How the T-cell receptor (TCR)/CD3 complex mediates positive as well as negative signals for T-cell regulation is not fully understood. We have previously described the induction of anergy in resting human T lymphocytes after mitogenic, high-dose CD3 triggering with monoclonal antibodies. Here we report the concomitantly occurring cell death to be largely caused by apoptosis, which mainly affects the CD4+ T-helper population. Because cell death becomes detectable after initial cell proliferation, it appears that a high-dose CD3 stimulus constitutes a negative signal for resting T cells leading to an 'abortive proliferation' that is followed by anergy and/or apoptosis of the cells.
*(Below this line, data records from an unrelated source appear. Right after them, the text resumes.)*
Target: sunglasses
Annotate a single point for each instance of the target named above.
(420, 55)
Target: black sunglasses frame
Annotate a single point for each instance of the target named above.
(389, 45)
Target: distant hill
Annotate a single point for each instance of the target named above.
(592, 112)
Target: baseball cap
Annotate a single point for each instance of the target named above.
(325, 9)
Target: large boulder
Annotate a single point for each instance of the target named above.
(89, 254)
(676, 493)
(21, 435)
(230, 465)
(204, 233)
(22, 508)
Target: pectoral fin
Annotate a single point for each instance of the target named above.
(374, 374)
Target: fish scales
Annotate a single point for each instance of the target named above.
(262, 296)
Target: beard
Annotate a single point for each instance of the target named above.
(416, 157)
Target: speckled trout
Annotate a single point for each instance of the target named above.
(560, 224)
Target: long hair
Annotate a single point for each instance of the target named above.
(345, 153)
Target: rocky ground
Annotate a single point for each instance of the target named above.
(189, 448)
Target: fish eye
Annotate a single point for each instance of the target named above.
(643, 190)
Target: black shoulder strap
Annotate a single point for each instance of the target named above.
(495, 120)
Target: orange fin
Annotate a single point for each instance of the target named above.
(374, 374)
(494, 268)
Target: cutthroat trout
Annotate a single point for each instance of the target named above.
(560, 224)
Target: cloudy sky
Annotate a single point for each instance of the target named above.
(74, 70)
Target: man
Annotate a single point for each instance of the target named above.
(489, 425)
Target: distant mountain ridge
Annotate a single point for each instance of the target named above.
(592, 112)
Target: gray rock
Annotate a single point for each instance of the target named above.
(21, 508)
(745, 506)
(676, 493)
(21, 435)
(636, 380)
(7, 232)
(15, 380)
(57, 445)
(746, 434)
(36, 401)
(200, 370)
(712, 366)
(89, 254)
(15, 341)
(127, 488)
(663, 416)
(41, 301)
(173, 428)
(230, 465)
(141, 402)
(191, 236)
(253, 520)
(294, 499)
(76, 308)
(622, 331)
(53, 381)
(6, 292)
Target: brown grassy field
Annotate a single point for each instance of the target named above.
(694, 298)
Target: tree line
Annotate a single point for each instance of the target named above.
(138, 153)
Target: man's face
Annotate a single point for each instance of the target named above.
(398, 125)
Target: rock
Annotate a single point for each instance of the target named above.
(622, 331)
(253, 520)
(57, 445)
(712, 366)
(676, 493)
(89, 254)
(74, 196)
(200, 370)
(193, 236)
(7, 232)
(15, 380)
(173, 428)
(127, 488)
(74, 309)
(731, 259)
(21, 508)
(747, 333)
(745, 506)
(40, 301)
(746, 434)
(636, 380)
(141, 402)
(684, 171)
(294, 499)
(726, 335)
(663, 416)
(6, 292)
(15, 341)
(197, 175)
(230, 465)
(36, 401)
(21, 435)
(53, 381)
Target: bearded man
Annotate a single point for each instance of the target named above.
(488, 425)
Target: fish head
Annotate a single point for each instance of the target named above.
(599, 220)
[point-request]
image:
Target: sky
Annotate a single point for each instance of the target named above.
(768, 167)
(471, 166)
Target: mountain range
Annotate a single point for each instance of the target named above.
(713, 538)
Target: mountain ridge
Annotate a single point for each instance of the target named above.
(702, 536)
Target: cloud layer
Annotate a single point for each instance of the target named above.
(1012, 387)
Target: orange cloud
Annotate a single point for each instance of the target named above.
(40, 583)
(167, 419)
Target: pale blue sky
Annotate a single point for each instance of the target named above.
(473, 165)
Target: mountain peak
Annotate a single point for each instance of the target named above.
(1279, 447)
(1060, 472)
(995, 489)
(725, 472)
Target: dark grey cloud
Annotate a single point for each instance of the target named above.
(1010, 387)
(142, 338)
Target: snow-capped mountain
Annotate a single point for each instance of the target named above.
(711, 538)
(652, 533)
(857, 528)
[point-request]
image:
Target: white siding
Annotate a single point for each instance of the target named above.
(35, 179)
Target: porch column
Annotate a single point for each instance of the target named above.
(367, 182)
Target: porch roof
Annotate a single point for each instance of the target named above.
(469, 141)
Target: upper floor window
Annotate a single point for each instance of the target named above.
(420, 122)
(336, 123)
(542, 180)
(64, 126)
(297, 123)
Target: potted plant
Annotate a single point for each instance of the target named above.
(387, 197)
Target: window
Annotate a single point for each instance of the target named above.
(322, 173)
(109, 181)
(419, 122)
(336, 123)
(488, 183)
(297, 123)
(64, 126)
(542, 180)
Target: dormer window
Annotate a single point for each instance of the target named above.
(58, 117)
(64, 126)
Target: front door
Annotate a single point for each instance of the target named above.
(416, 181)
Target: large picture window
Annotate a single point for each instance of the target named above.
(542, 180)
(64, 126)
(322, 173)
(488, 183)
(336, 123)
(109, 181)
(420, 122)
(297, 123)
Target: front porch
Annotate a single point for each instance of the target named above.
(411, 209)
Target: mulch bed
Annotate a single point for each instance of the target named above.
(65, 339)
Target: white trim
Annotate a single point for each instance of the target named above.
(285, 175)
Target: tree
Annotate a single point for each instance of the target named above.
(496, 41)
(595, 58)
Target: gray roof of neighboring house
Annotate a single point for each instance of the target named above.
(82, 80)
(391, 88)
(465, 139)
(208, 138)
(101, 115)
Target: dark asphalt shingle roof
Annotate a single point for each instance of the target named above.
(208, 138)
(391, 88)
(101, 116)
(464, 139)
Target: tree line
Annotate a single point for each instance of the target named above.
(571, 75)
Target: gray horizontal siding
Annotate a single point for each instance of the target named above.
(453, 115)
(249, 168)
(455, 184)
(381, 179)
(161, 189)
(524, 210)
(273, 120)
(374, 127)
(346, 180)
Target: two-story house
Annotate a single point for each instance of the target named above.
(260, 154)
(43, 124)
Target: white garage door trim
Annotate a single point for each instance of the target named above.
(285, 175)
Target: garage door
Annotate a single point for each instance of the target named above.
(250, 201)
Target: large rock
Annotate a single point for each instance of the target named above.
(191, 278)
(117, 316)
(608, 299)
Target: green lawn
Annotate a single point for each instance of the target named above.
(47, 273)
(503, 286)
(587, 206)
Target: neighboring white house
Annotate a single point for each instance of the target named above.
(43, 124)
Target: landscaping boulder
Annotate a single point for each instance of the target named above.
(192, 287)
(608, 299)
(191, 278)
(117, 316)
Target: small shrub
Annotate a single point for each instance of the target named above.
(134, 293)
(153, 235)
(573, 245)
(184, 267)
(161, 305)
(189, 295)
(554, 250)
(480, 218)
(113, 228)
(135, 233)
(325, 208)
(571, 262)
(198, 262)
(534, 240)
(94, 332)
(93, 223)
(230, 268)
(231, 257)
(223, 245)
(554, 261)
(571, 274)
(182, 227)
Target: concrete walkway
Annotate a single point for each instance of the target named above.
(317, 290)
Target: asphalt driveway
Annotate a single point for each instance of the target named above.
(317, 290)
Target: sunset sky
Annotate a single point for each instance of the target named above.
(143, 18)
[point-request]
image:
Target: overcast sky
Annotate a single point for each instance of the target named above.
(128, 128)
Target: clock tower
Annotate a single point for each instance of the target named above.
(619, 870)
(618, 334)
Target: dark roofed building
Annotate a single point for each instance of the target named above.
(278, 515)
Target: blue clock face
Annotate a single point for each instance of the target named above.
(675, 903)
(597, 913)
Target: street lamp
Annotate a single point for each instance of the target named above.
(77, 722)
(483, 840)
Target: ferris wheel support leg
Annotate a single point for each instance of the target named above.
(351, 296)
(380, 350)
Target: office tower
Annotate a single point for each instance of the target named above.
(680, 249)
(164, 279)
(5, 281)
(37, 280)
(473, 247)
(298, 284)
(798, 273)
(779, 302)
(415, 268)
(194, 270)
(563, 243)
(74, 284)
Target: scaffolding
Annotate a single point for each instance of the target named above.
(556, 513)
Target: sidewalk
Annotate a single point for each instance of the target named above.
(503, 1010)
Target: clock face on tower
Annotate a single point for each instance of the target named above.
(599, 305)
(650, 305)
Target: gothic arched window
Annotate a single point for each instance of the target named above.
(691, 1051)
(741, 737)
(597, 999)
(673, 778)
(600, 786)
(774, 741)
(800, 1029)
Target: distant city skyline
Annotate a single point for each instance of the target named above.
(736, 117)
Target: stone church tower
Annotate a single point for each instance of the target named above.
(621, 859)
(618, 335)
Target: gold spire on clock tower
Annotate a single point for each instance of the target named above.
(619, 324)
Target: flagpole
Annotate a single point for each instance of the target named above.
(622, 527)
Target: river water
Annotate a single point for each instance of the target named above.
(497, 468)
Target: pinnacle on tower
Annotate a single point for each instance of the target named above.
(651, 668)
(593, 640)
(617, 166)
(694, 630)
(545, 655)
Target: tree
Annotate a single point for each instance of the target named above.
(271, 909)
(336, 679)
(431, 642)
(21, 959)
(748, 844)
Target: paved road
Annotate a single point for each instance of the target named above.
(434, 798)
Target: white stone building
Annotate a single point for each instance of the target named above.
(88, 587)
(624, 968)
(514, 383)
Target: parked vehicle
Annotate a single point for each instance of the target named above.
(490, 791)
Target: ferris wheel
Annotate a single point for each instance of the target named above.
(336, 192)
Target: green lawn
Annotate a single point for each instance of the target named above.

In contrast, if initial proliferation is induced by a low dose of anti-CD3 in the presence of an accessory signal via the CD28 receptor, anergy and cell death are markedly reduced and 'productive proliferation' may occur. Productive proliferation is characterized by an increased secretion of various cytokines measured (interleukin (IL)-2, IL-4, IL-6, IL-10, tumour necrosis factor-α (TNF-α), interferon-γ (IFN-γ)). A low-dose submitogenic CD3 stimulus induced neither anergy nor cell death, supporting the view that negative CD3 signalling requires proliferation of resting cells.